چکیده:
This paper presents an efficient mechanism to convert Sana’ani dialect to
modern standard Arabic. The mechanism is based on morphological rules
related to Sana’ani dialect as well as Modern Standard Arabic. Such rules
facilitate the dialect conversion to its corresponding MSA. The mechanism
tokenizes the input dialect text and divides each token into stem and its
affixes; such affixes can be categorized into two categories: dialect affixes
and/or MSA affixes. At the same time, the stem could be dialect stem or
MSA stem. Therefore, our mechanism, implemented by using a simple MSA
stemmer, must pay attention to such situations. Then our dialect stemmer is
applied to strip the resulting token and extract dialect affixes. At this point,
the rules are applied to decide when to carry out the extraction of an affix.

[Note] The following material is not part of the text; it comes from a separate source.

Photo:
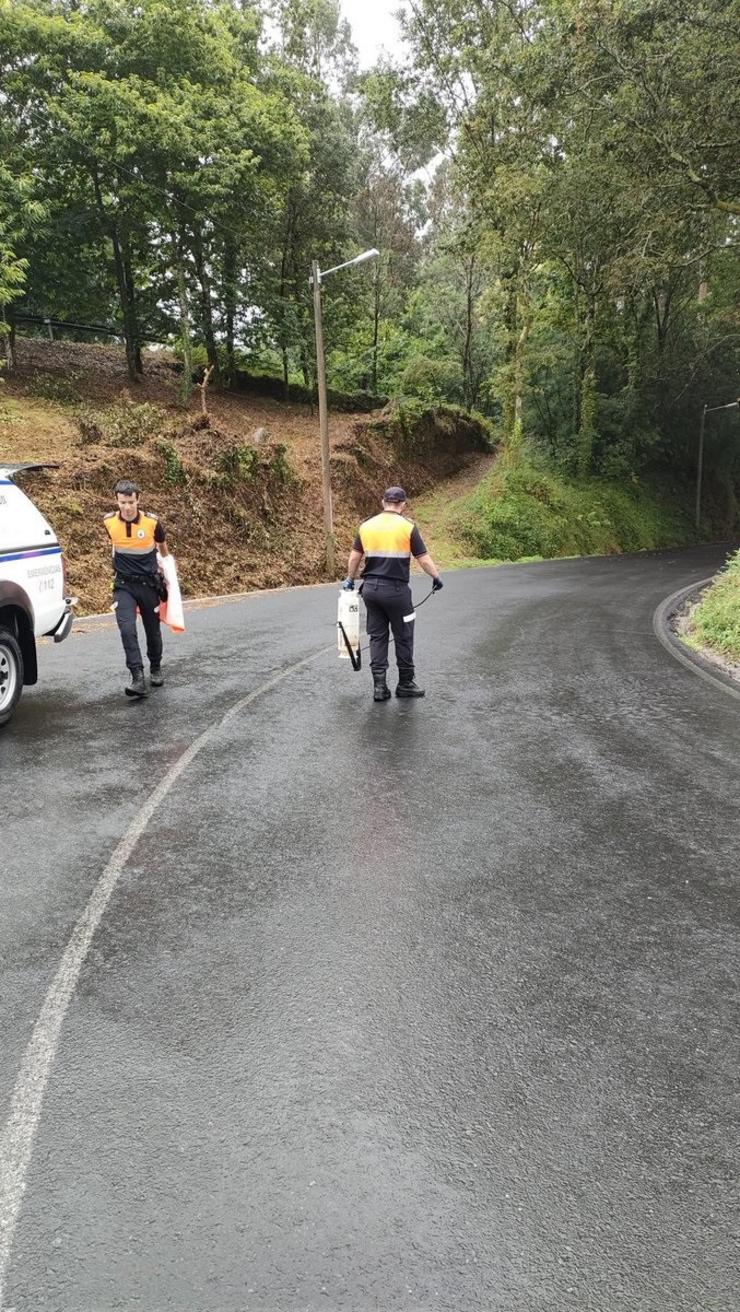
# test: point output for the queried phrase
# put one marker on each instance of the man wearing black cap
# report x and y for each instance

The experiment shows that Sana’ani dialect has three classes of distortions,
which are prefixes, suffixes, and stems distortions. The algorithm normalizes
such distortion based on the morphological rules. For each morphological
rule the mechanism checks possibility of applying such a rule. That means if
rule conditions be met, then the dialect affix will be replaced by its
corresponding MSA. If there is no restriction on applying the rule related to
the distorted stem, then the rule can be considered as a parallel corpus of the
dialect and MSA. Finally, the experiment computes the distortion ratio of
MSA in Sana’ani dialect. For a Sana’ani dialect sample of 9386 words,
16.29% of them have distorted suffixes, 0.70% have distorted prefixes and
2.17% contain distorted stems. These percentages are related only to the
processed words.
خلاصه ماشینی:
The mechanism is based on morphological rules related to Sana’ani dialect as well as Modern Standard Arabic.

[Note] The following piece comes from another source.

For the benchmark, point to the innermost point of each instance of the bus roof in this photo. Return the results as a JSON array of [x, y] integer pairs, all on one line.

If there is no restriction on applying the rule related to the distorted stem, then the rule can be considered as a parallel corpus of the dialect and MSA.
In fact, the main objective of this paper is to design and implement an algorithm to convert the Sana’ani dialect into modern standard Arabic.
These rules could be applied to handle any distortion in MSA language (Sana’ani dialect).
Table I S yntactic Rules The translation process from dialect to MSA could take place as shown in Table 2 Table 2 Sample of Translation {مراجعه شود به فایل جدول الحاقی} {مراجعه شود به فایل جدول الحاقی} In example 1 and example 2 included in Table 2, different rules are selected and applied to the same enclitic ' '.
In general, our rules do not have such a deep dependency except in distorted MSA stems which have dialect clitics.
The algorithm accepts Sana’ani dialect text as inputs, it processes the corpus and produces Table 4 contents.
That means the algorithm works fine as long as it is able to accept Sana’ani dialect of size 9386 words and process such a corpus to produce 77.
The other dependant rule will be applicable by removing clitics (stemming) and/or replacing dialect stem with MSA equivalent using corpus.
Conclusion The experiment results show how to use rule-based algorithm to convert the dialect to MSA.